- Genre: Cooking show
- Directed by: Elena Santonja
- Presented by: Elena Santonja
- Theme music composer: Vainica Doble [es]
- Opening theme: "Con las manos en la masa" by Gloria van Aerssen [es] and Joaquín Sabina
- Country of origin: Spain
- Original language: Spanish
- No. of seasons: 7
- No. of episodes: 355

Production
- Running time: 30 min.
- Production company: Televisión Española

Original release
- Network: TVE-2
- Release: January 10, 1984 – May 1991

= Con las manos en la masa =

Spanish cooking show

Con las manos en la masa is a Spanish cooking show by Televisión Española, directed and presented by Elena Santonja, aired between 1984 and 1991 on TVE-2. It is the first ever Spanish cooking show in the history of television.

==History==
Although Televisión Española had already produced some shows talking about gastronomy and home economics, such as A mesa y mantel in 1958, Vamos a la mesa in 1967–68, Gastronomía in 1970 and the game show Ding-Dong in 1980, Con las manos en la masa was the first show actually preparing one or more dishes over the course of an episode, taking the viewing audience through the food's inspiration, preparation, and stages of cooking on Spanish television. The first episode aired on January 10, 1984 and the first dish cooked was a fried egg.
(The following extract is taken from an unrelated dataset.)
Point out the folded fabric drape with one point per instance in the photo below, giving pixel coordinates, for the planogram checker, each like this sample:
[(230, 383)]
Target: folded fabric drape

In each episode, Santonja welcomes and interviews a celebrity while the two explain and prepare two recipes in the kitchen on the studio, almost always related to traditional Spanish cuisine. Many celebrities from the entertainment industry, culture, sports, and even politics appear on the show.

In May 1991, the show was transformed into La cocina de Elena. In August, Televisión Española abruptly canceled the new show when Santonja refused to include product placement on it. Six episodes already recorded were not aired.